Pulang Kampung Tapi Kok Nggak Seneng?

"Orang Islam itu, kalau mati sebenarnya ibarat pulang kampung", begitu kata ustadz dalam ceramah sebelum tarawih semalam. Ya, masuk akal memang. Mengingat, ketika mati nanti, suka nggak suka, kita akan kembali kepada-Nya, kepada Allah, Dzat Maha Sempurna yang telah menciptakan kita dari ketiadaan, lalu menghidupkan dan memelihara kita, dan akhirnya mematikan kita.
Ups, saya bilang akhirnya? Maaf, sebenarnya itu bukan akhir, karena setelah mati nanti, kita pasti mengalami 'petualangan' lain, yakni di alam akhirat.
Amalan baik kita akan ditimbang, lalu dibandingkan dengan amalan buruk kita, kemudian kita akan diberi ganjaran yang sepantasnya: surga atau neraka.

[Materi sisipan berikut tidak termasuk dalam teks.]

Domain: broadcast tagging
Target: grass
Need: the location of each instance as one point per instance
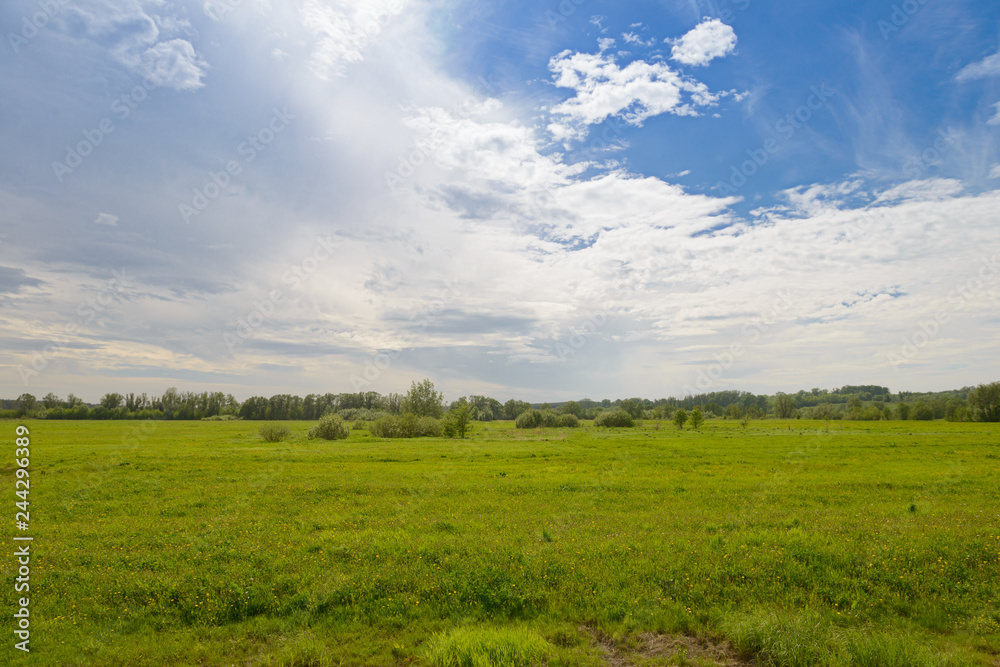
(178, 543)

Nah, kembali ke analogi "mati=pulang kampung" tadi. Umumnya kan, orang pulkam tuh gembira, bisa ketemu keluarga, teman-teman dan kerabat lainnya di kampung. Tapiiii, ternyata ada juga orang yang nggak seneng pas tiba waktunya pulang kampung.
Kata ustadz, itu adalah orang yang nggak cukup bekalnya untuk pulang kampung. Bayangin, pulang kampung pas lebaran gini, tiket untuk berbagai moda transportasi biasanya pada naik (kecuali kereta ekonomi), belum lagi persaingan mendapatkan tiket yang juga pasti sengit. Belum lagi kalau pulang kampung etisnya membawa oleh-oleh, syukur-syukur ada rezeki lebih untuk ngasih sangu ke ponakan/saudara yang masih kecil-kecil. Pokoknya, pulang kampung bisa dibilang harus punya bekal yang cukup lah. Pak ustadz mencontohkan, anaknya yang mau pulang kampung ke Madura, setidaknya harus menyiapkan 5 juta rupiah. Kalau baru punya 2 juta, ya gigit jari, ditunda aja dan baru pulang kampung pas udah terkumpul 5 juta. Kalau adipaksain pulang hanya dengan 2 juta, bisa-bisa baru sampai Semarang udah nggak bisa nerusin ke Madura, susah juga pulang ke Jakarta.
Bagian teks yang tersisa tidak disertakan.